What Does This Mean to You and Your Dog?
This makes sense because you now know that dogs are unable to see certain colors, thus it would be in your best interest to purchase things that highlight the colors they can see. With this knowledge, it may be possible to explain why certain dogs get obsessed with yellow tennis balls but are apathetic to the same ball in pink or red.
Picking something red for your dog to retrieve in the grass or water is a bad idea if you want him to get it. He will loose it if you choose something red for him. When teaching your dog to distinguish between two toys or obedience training dumbells, it is best to use two different colors: one blue and one yellow.
Maintaining Healthy Vision in Dogs
While dogs have exceptional senses of smell and hearing, it is apparent that their eyes are also essential for them to lead a normal life. Providing a dog with a nutritious meal frequently is all that is required to promote healthy vision in the animal.

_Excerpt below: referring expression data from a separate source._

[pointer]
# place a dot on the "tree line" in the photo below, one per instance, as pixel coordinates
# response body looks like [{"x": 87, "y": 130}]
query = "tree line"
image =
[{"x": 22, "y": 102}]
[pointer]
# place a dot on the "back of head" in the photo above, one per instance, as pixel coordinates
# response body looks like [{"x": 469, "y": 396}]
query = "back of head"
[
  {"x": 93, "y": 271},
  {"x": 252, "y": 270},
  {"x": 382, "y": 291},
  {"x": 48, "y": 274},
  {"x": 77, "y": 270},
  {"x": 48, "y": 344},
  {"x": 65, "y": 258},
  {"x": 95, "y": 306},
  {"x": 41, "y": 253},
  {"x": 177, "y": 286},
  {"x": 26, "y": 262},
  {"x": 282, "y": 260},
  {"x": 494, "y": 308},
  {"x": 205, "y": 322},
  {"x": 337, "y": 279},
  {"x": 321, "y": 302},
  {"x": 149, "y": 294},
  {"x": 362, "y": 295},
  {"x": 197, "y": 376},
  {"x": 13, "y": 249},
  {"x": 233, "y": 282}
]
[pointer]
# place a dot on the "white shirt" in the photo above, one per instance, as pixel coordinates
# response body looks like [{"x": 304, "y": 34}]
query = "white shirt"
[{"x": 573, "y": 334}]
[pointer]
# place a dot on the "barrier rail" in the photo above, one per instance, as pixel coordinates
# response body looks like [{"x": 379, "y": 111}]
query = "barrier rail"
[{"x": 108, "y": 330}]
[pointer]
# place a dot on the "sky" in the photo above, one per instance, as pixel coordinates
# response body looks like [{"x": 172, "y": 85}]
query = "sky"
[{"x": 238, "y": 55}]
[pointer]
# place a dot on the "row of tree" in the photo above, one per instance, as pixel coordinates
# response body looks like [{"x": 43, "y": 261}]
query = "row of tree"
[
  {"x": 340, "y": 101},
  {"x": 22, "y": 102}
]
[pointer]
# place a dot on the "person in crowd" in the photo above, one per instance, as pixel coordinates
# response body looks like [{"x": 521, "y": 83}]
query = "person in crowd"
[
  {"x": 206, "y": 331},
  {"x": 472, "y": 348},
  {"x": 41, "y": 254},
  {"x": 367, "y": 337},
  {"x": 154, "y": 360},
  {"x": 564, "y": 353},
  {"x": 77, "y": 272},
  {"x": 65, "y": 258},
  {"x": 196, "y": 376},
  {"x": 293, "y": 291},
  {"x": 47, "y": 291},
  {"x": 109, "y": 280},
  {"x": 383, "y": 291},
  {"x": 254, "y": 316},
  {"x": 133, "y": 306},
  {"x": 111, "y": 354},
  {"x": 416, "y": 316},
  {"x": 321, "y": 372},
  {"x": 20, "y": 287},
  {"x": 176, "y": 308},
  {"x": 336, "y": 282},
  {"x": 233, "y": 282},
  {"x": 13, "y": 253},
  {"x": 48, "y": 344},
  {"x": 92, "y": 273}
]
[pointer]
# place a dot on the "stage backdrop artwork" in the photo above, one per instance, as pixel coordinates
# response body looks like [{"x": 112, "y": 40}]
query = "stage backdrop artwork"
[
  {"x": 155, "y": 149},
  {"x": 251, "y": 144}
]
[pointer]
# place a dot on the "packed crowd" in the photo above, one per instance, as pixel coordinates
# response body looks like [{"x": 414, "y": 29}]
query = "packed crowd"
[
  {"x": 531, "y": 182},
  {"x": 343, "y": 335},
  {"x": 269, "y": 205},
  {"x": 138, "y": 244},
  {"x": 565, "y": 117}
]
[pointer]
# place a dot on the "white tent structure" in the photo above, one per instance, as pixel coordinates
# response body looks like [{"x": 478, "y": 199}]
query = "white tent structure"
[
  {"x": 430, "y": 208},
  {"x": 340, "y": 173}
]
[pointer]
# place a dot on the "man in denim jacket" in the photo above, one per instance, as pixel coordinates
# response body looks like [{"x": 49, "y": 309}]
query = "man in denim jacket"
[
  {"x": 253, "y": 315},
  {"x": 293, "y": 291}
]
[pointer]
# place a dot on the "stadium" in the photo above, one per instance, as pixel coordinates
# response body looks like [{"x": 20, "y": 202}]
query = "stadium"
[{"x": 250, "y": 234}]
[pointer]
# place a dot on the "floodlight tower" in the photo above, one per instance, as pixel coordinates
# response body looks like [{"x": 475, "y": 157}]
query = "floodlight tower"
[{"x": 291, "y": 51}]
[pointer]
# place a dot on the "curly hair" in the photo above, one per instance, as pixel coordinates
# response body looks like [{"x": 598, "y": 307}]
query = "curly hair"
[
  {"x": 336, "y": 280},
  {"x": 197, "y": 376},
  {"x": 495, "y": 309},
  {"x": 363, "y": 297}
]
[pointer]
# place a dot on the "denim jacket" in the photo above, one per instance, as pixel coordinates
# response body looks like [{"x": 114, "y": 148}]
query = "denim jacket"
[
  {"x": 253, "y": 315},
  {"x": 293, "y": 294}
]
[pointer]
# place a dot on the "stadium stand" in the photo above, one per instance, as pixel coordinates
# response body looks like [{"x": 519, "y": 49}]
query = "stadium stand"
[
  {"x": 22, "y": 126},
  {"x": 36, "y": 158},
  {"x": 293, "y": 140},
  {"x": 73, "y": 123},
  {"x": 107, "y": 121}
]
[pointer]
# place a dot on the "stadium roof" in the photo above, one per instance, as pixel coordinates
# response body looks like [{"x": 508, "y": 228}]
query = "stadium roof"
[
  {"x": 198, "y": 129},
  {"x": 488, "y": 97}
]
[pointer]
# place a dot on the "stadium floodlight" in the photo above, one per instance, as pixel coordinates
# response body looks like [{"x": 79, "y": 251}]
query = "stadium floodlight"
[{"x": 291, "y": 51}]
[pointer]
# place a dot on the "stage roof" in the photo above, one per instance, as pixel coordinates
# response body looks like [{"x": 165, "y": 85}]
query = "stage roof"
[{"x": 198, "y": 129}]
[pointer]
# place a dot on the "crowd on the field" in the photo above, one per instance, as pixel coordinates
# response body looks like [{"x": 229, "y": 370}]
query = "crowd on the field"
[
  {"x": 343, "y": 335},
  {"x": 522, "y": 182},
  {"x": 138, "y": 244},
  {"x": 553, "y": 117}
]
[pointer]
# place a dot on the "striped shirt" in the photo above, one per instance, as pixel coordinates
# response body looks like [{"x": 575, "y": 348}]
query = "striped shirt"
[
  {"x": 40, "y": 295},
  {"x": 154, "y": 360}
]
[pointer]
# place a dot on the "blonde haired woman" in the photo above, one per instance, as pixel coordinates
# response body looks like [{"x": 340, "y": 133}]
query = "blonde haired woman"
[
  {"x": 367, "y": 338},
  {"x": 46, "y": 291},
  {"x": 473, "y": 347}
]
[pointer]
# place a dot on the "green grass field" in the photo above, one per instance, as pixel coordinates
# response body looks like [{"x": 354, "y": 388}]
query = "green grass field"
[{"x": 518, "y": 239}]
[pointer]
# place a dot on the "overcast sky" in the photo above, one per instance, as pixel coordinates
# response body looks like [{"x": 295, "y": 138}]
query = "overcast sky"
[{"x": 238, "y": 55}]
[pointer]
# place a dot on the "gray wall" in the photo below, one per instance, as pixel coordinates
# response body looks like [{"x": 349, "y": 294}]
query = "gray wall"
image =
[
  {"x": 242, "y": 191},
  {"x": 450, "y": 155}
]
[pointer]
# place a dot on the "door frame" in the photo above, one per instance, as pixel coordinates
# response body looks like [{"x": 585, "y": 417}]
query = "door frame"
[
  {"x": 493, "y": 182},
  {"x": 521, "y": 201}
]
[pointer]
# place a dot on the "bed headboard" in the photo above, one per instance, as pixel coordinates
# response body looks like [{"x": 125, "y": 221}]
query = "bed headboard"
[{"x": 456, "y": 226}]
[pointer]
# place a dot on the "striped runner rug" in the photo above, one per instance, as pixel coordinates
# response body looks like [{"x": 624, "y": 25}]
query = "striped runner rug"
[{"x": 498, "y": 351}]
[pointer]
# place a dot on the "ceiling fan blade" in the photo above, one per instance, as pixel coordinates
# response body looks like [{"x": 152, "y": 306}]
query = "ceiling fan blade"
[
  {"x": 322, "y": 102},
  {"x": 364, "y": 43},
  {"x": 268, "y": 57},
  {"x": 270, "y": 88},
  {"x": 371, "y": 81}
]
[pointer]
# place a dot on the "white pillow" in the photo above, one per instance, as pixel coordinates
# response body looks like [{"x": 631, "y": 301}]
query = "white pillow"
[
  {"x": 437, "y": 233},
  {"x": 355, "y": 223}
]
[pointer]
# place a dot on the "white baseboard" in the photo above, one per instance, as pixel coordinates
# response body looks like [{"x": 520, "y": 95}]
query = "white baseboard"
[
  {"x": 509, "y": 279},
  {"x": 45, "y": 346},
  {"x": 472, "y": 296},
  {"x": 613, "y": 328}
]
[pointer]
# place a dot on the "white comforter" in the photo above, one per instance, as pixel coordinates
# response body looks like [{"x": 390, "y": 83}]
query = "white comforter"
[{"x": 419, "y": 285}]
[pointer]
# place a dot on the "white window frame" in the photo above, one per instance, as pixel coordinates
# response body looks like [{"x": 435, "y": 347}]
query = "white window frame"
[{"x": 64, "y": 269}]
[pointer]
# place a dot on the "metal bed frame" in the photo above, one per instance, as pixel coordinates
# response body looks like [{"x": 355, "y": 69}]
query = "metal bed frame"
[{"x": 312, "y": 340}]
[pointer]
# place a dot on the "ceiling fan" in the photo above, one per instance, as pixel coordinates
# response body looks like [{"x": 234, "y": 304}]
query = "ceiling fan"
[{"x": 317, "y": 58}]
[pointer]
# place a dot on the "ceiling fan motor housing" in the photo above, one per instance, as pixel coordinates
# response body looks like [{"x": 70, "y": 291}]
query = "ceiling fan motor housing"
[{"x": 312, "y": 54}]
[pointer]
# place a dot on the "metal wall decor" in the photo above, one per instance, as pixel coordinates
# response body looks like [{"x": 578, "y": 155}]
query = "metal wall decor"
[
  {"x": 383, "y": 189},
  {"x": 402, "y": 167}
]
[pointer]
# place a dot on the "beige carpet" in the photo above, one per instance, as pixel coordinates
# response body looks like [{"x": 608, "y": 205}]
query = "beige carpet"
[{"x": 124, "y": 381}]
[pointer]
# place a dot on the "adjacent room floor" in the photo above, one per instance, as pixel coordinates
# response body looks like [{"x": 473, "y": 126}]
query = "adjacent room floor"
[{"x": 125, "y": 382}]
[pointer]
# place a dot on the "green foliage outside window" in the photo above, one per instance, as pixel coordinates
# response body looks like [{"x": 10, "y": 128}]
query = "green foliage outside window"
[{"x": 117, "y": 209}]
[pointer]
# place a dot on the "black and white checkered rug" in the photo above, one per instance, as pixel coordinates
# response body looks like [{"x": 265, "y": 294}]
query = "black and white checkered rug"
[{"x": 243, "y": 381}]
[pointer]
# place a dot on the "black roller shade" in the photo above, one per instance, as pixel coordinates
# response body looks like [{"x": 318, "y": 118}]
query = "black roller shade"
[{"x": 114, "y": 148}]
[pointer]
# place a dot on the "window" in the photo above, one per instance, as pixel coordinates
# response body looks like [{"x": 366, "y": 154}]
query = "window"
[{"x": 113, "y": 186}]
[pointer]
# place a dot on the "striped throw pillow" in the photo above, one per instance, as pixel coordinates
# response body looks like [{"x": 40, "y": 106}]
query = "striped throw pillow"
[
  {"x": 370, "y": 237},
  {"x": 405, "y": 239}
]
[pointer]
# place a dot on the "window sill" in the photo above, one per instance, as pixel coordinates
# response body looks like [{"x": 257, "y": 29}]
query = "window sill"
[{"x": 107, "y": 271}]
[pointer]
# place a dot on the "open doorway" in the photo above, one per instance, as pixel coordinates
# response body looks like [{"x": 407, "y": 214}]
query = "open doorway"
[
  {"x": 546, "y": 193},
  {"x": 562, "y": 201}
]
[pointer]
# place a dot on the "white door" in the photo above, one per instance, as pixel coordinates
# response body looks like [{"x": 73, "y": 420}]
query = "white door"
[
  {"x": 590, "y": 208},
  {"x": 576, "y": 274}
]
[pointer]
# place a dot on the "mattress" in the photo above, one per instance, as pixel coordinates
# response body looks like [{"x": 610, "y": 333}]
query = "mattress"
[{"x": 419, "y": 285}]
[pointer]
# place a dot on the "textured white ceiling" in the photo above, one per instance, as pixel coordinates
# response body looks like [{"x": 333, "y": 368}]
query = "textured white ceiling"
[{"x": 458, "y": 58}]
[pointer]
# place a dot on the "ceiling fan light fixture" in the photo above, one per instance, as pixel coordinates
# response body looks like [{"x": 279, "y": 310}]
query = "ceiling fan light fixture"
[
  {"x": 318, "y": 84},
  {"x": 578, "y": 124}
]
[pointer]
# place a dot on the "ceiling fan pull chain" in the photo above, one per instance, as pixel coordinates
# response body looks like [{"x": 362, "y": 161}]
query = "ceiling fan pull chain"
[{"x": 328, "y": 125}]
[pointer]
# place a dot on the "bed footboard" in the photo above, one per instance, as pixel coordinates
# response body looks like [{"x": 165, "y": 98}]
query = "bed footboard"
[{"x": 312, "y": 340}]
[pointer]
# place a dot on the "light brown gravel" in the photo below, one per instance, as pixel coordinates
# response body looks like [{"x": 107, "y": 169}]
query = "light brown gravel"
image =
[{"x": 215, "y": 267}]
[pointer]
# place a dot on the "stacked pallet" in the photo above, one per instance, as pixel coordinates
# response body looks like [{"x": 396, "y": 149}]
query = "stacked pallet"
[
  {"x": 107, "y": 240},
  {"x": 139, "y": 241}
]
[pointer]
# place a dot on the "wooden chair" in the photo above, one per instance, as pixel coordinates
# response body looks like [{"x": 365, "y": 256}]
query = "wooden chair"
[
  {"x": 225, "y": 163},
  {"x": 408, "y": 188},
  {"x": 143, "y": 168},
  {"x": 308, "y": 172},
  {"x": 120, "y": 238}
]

If you’re looking for a healthy snack, carrots are a good choice. Carrots can be beneficial to our dogs’ eyes in the same way that they are beneficial to our own. They are a fantastic source of beta-carotene, provitamin A, vitamins B, C, D, E, and K, as well as a variety of other minerals and antioxidants.
Other critical nutrients for vision include omega-3 fatty acids, such as eicosapentaenoic acid (EPA) and docosahexaenoic acid (DHA), as well as vitamin A and C. (DHA). A dog food that contains cold water fish is an excellent approach to ensure that your dog’s diet has an adequate amount of EPA and DHA.